Date of this Version
The Prairie Naturalist • 51(1): June 2019, pp 39-40
The title of Pete Dunne and Kevin Karlson’s new book, Gulls Simplified, may seem like an oxymoron to many birders. Gulls are, after all, one of the most vexing groups of North American birds due to their myriad identification challenges, and many seasoned birders simply “don’t do gulls.” Indeed, Dunne, in the first line of the Introduction (page 13), writes, “Ask any bird-watcher to name the bird group that is most intimidating, and to a man, woman, and tour leader they often shout: GULLS!” The genesis of the book, and the authors’ approach to identification within, arises from the notion that gull identification has long been treated like most of the other difficult bird groups—focusing mostly on (sometimes subtle) details of plumage, a revolutionary method pioneered in 1934 by Roger Tory Peterson in his Field Guide to the Birds.
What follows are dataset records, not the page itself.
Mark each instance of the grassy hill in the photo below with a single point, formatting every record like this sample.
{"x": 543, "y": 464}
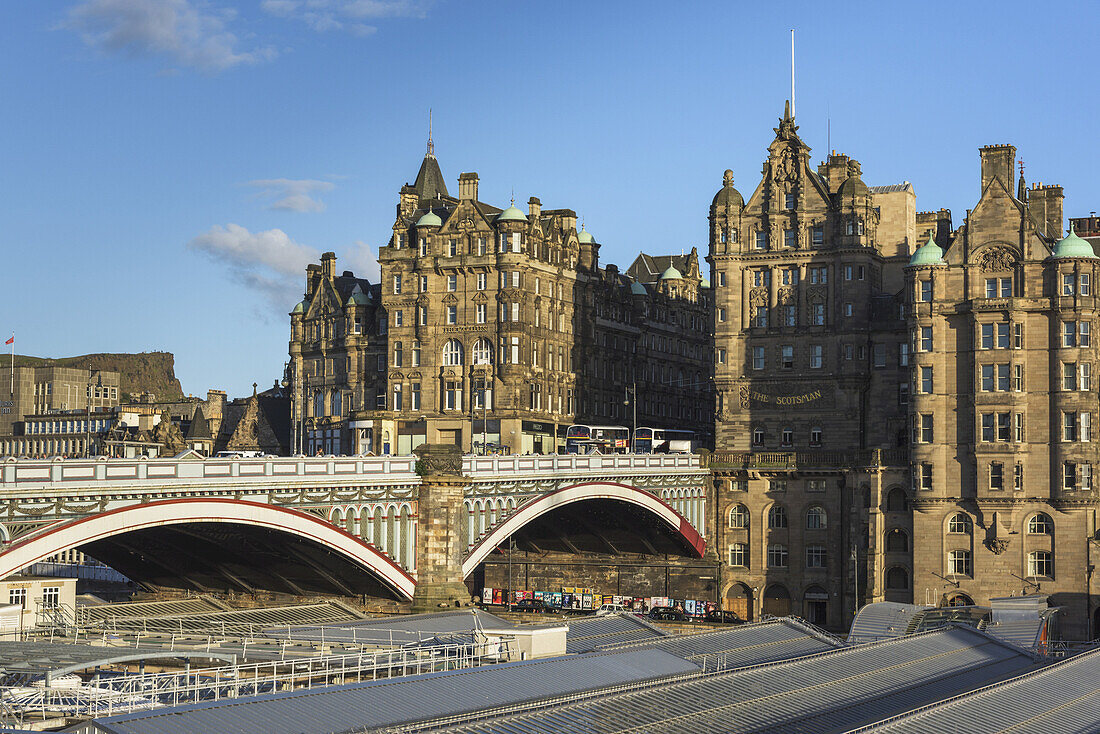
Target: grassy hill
{"x": 147, "y": 372}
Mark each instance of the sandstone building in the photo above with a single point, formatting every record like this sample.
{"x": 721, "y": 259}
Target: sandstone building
{"x": 495, "y": 327}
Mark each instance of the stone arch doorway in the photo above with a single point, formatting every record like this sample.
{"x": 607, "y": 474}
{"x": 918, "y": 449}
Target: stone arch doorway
{"x": 777, "y": 600}
{"x": 738, "y": 600}
{"x": 815, "y": 605}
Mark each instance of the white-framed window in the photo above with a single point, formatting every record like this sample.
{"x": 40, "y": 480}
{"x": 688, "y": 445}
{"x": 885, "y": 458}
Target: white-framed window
{"x": 1041, "y": 563}
{"x": 958, "y": 562}
{"x": 777, "y": 556}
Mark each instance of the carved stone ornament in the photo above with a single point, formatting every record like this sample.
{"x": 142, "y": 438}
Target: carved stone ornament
{"x": 993, "y": 260}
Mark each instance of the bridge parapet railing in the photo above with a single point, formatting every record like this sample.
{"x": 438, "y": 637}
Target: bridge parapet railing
{"x": 809, "y": 459}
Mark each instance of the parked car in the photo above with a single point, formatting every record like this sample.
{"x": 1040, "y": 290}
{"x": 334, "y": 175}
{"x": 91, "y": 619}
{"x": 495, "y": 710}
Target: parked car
{"x": 724, "y": 616}
{"x": 667, "y": 614}
{"x": 534, "y": 605}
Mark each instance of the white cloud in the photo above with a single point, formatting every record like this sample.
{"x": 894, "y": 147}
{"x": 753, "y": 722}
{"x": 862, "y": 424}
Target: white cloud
{"x": 336, "y": 14}
{"x": 362, "y": 260}
{"x": 187, "y": 32}
{"x": 273, "y": 264}
{"x": 292, "y": 194}
{"x": 268, "y": 262}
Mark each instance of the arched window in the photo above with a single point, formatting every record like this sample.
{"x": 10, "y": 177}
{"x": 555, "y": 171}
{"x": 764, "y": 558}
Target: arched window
{"x": 1041, "y": 524}
{"x": 452, "y": 353}
{"x": 897, "y": 578}
{"x": 738, "y": 516}
{"x": 958, "y": 562}
{"x": 897, "y": 541}
{"x": 897, "y": 501}
{"x": 958, "y": 523}
{"x": 1041, "y": 562}
{"x": 483, "y": 352}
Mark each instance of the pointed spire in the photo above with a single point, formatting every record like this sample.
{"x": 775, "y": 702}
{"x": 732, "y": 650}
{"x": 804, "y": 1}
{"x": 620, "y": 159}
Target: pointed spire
{"x": 431, "y": 145}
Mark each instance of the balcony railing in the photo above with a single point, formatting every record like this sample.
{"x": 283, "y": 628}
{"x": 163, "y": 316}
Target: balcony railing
{"x": 809, "y": 459}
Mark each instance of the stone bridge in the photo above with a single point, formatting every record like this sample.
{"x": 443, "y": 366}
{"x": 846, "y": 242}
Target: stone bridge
{"x": 350, "y": 525}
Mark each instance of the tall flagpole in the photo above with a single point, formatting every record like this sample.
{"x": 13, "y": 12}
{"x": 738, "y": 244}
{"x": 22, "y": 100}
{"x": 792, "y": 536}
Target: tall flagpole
{"x": 792, "y": 72}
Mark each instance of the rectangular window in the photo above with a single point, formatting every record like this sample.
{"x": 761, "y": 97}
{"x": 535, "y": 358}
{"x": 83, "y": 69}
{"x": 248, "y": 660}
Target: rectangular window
{"x": 987, "y": 378}
{"x": 927, "y": 430}
{"x": 1069, "y": 333}
{"x": 817, "y": 311}
{"x": 987, "y": 336}
{"x": 1068, "y": 375}
{"x": 1069, "y": 425}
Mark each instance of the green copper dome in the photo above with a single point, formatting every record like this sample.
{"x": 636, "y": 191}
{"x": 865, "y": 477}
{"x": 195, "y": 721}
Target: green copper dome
{"x": 512, "y": 214}
{"x": 930, "y": 253}
{"x": 430, "y": 219}
{"x": 1073, "y": 247}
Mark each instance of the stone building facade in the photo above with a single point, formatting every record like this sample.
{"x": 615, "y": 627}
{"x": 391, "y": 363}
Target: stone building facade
{"x": 897, "y": 422}
{"x": 494, "y": 328}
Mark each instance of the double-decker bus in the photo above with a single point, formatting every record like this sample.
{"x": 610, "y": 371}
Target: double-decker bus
{"x": 662, "y": 440}
{"x": 604, "y": 439}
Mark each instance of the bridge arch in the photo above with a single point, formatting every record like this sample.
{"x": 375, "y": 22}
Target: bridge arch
{"x": 546, "y": 503}
{"x": 351, "y": 554}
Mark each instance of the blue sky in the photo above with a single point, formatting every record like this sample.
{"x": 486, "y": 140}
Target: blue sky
{"x": 167, "y": 167}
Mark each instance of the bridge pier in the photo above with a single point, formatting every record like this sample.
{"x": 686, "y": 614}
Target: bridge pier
{"x": 439, "y": 543}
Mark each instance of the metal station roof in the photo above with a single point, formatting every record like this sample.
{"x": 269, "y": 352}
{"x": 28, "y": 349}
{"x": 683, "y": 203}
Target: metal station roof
{"x": 592, "y": 633}
{"x": 23, "y": 661}
{"x": 744, "y": 645}
{"x": 882, "y": 621}
{"x": 1063, "y": 698}
{"x": 366, "y": 707}
{"x": 402, "y": 630}
{"x": 825, "y": 692}
{"x": 234, "y": 621}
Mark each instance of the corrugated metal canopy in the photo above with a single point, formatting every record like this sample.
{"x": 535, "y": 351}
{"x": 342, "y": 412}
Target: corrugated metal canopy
{"x": 826, "y": 692}
{"x": 1063, "y": 698}
{"x": 364, "y": 707}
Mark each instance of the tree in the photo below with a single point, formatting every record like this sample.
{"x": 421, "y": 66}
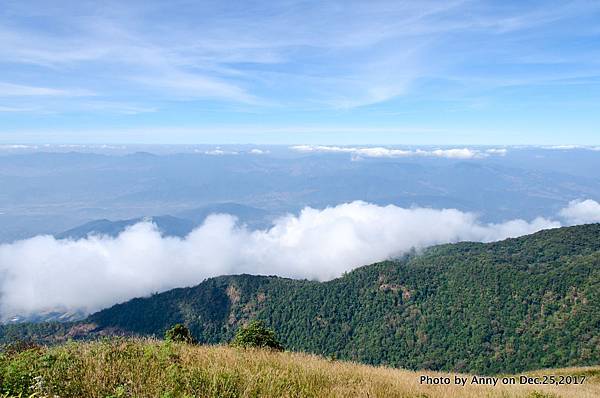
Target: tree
{"x": 180, "y": 333}
{"x": 256, "y": 334}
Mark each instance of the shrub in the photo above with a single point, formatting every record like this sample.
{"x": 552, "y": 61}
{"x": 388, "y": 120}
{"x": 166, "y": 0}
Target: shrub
{"x": 256, "y": 334}
{"x": 180, "y": 333}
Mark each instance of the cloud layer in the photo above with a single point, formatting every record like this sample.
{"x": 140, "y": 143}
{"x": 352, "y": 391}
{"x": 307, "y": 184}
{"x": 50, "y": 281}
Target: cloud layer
{"x": 382, "y": 152}
{"x": 44, "y": 273}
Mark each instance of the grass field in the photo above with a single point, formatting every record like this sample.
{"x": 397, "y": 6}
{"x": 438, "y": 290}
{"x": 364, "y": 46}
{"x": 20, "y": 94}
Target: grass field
{"x": 151, "y": 368}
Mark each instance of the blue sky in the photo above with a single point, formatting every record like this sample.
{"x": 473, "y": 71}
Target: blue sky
{"x": 330, "y": 72}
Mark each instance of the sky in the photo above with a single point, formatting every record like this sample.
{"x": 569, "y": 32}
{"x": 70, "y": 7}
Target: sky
{"x": 300, "y": 72}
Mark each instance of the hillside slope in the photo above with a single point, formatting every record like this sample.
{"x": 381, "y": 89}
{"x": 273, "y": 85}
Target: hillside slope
{"x": 524, "y": 303}
{"x": 147, "y": 368}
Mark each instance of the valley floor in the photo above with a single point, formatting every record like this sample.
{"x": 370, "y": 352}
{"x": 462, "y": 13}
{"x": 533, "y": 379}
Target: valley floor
{"x": 151, "y": 368}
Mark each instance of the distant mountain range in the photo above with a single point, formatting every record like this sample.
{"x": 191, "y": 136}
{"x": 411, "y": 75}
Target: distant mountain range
{"x": 48, "y": 193}
{"x": 524, "y": 303}
{"x": 179, "y": 226}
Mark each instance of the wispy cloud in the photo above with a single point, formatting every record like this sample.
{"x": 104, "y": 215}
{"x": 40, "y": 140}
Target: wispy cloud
{"x": 18, "y": 90}
{"x": 343, "y": 55}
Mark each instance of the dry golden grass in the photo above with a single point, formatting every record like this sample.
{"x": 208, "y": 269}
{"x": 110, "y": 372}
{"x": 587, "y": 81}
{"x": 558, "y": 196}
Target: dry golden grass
{"x": 149, "y": 368}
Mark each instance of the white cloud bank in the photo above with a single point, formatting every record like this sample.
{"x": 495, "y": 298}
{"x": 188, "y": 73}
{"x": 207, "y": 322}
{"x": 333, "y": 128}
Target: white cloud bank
{"x": 44, "y": 273}
{"x": 581, "y": 212}
{"x": 381, "y": 152}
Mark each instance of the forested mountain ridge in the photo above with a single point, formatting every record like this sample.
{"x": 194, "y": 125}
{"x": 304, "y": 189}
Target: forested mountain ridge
{"x": 524, "y": 303}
For many groups of birds, this method has worked well. However, most gulls take years to mature, and the different plumages a bird wears from hatching to maturity lend enormous complexity to the identification of individual gulls if identifications are based primarily on plumage. In lieu of the Peterson method, the authors of Gulls Simplified propose a holistic approach to gull identification—focusing on characteristics of size, body shape, and structure, and supplementing that with plumage details. They also encourage the use of species distributions as a means of simplifying the identification process, for knowing which species should occur in an area tends to drastically reduce the number of possible species to choose from.